Ce développement ne se fait pas en un clin d’œil : outre la complexité de gestion des véhicules pour les gestionnaires, il faut également que les « nouveaux » investisseurs apprivoisent ces nouvelles occasions. Ces efforts valent la peine, car l’inclusion de placements alternatifs dans la construction d’un portefeuille comporte des avantages. Alors que les manchettes mettent de l’avant des thèmes tels que les placements privés, l’infrastructure et la dette privée, vous vous demandez peut-être pourquoi votre conseiller financier ne vous les a toujours pas recommandés. La réponse est simple. Il y a à peine quelques années, cette option n’était pas disponible au Canada. Cependant, la situation s’améliore d’un trimestre à l’autre.

Les avantages de la classe d’actifs

Commençons par définir ce qu’est un placement privé. Il consiste à investir dans une société dont les actions ne sont pas offertes sur les marchés publics. Pour reprendre l’exemple cité dans notre Survol des marchés privés de septembre 2023, cette définition couvre autant une petite entreprise locale qui vend des systèmes de chauffage et de climatisation à des clients résidentiels et industriels qu’un géant comme Ikea, un distributeur international de meubles dont les ventes annuelles dépassent les 47 milliards d’euros.

Bien que nous en parlions peu, les entreprises privées jouent un rôle majeur dans l’économie. Alors que la capitalisation boursière mondiale atteint 101 000 milliards $ US, la valeur des placements privés sous gestion se situe à seulement 13 000 milliards $ US. Mais le nombre d’entreprises privées est de loin supérieur, représentant 87 % des sociétés aux États-Unis et 95 % en Europe. L’économiste en chef d’Apollo, Torsten Slok, soulignait en début d’année que 80 % de l’emploi total aux États-Unis est à l’extérieur du S&P 500. En somme, la majeure partie de l’économie américaine est dominée par des entreprises privées. Le bassin d’occasions est vaste et en expansion, ce qui peut contribuer à la diversification d’un portefeuille, alors que le nombre de sociétés publiques continue de diminuer, à la fois aux États-Unis et au Royaume-Uni.

Non seulement les investisseurs institutionnels canadiens sont actifs dans les placements privés, mais ils ont augmenté leur allocation au fil des ans.

Les avantages sont considérables :

  • Des performances historiques à long terme supérieures à celles du marché public
  • Une faible corrélation avec le marché public, réduisant ainsi la volatilité du portefeuille
  • Un accès à un plus vaste bassin d’occasions d’investissement

Cela dit, les efforts visant à accroître le niveau de connaissances dans l’industrie demeurent nécessaires. Ceci permettra de mieux expliquer le fonctionnement du marché et de démystifier certaines idées préconçues.
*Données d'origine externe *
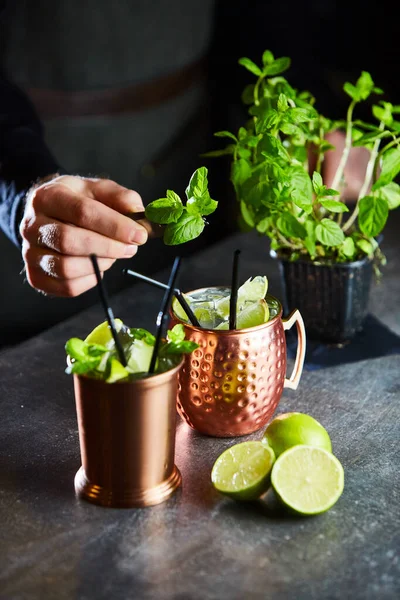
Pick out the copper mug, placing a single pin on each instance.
(127, 440)
(231, 385)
Comment expliquer la surperformance liée aux placements privés ? Régulièrement analysée, cette question appelle plusieurs éléments de réponse. La détention et la vision à long terme sont des facteurs importants. Contrairement aux sociétés cotées en bourse, les gestionnaires privés peuvent élaborer des stratégies sur plusieurs années, sans devoir gérer des attentes de performance sur une base trimestrielle. Ceci leur permet d’absorber des pertes ou des dépenses initiales pour construire des bases solides en vue d’une croissance future. En résumé, la création de valeur est générée sur plusieurs années, ce qui rend la classe d’actifs moins liquide et oblige les investisseurs à être patients pour voir le fruit de leurs investissements. La carence de liquidité est un élément crucial à prendre en compte dans l’accès aux placements privés.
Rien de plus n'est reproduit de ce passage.